Tag integrator 406 can integrate generated context-data tags into a list of other context-data tags. Context-data tags can be listed according to any attributes and/or relationships between attributes of the context data represented by the context-data tags. For example, context-data tags related to geolocation data can be listed in a geolocation tag list. In some embodiments, tag integrator 406 can rank the context-data tags in the list according to a specified parameter. Example parameters include, inter alia, a context data value, quality of the context data, order of occurrence of context data, location of the context data, the relationship of the context data to another context data, frequency of the occurrence of an event represented by the context data, origin of the context data, status of a user associated with the context data and/or any combination thereof. In some embodiments, tag integrator 406 can modify an attribute of a context-data tag to provide a visual cue of the ranking of the context-data tag in the list. For example, a visual cue (e.g. location in context-data tag cloud, font size, text color, text stylization, graphical metaphor and the like) of the context-data tag can be modified to indicate a value of a ranking parameter. It should be noted that in some embodiments, tag integrator can include non-context-data tag elements (e.g. a text message component, a digital photograph) in a context-data tag cloud.
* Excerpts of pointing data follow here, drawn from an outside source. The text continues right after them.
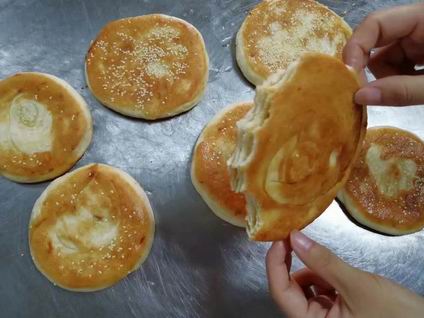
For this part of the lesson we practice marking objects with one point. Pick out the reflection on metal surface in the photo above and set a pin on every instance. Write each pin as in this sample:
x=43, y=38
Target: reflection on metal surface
x=199, y=265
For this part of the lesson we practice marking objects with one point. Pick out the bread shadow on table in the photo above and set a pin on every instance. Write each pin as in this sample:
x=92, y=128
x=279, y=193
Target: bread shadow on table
x=354, y=221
In some embodiments, a graphical metaphor can be utilized to indicate a ranking (i.e. weighing) of a context-data tag and/or a value of a context data represented by the context-data tag. Graphical metaphors can be used for such purposes as symbolizing a user state, a particular context-data state, a relationship between a user's eye-tracking data and the thing the user is looking at, or a mobile device state. For example, the context-data tag can include a sun icon and a moon icon. The sun icon can be displayed during the period when the user state is awake. The moon icon can be displayed during the period the user state is asleep. User state can be inferred from context data (e.g. ambient lighting, motion of the mobile device, location in a bedroom, and the like). In another example, a context-data tag can represent a mobile device's velocity. The mobile device may be travelling at a high-rate of speed only normally possible in an airplane. The context-data tag can be then be rendered as an airplane icon.
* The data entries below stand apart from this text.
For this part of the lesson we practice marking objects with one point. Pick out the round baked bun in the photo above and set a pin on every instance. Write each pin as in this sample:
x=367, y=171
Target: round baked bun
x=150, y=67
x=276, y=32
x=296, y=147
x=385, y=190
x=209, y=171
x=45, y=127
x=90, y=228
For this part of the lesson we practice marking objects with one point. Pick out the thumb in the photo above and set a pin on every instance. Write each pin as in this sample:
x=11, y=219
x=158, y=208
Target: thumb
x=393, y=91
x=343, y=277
Graphics component 408 can render the tag cloud into an appropriate graphical format (e.g. in a webpage format with a markup language such as XHTML). Tag updater 410 can query an origin of a context data to obtain an updated value of the context data. For example, tag updater 410 can communicate an instruction to mobile device 302A to acquire a new particular context-data value. Mobile device 302A can then utilize an appropriate sensor to acquire the context data. Mobile device 302A can then communicate the context data to context-data tag-cloud manager 400. In some embodiments, context-data tag-cloud manager 400 can include other applications and utilities, such as search engines and the like, that facilitate the functionalities discussed supra.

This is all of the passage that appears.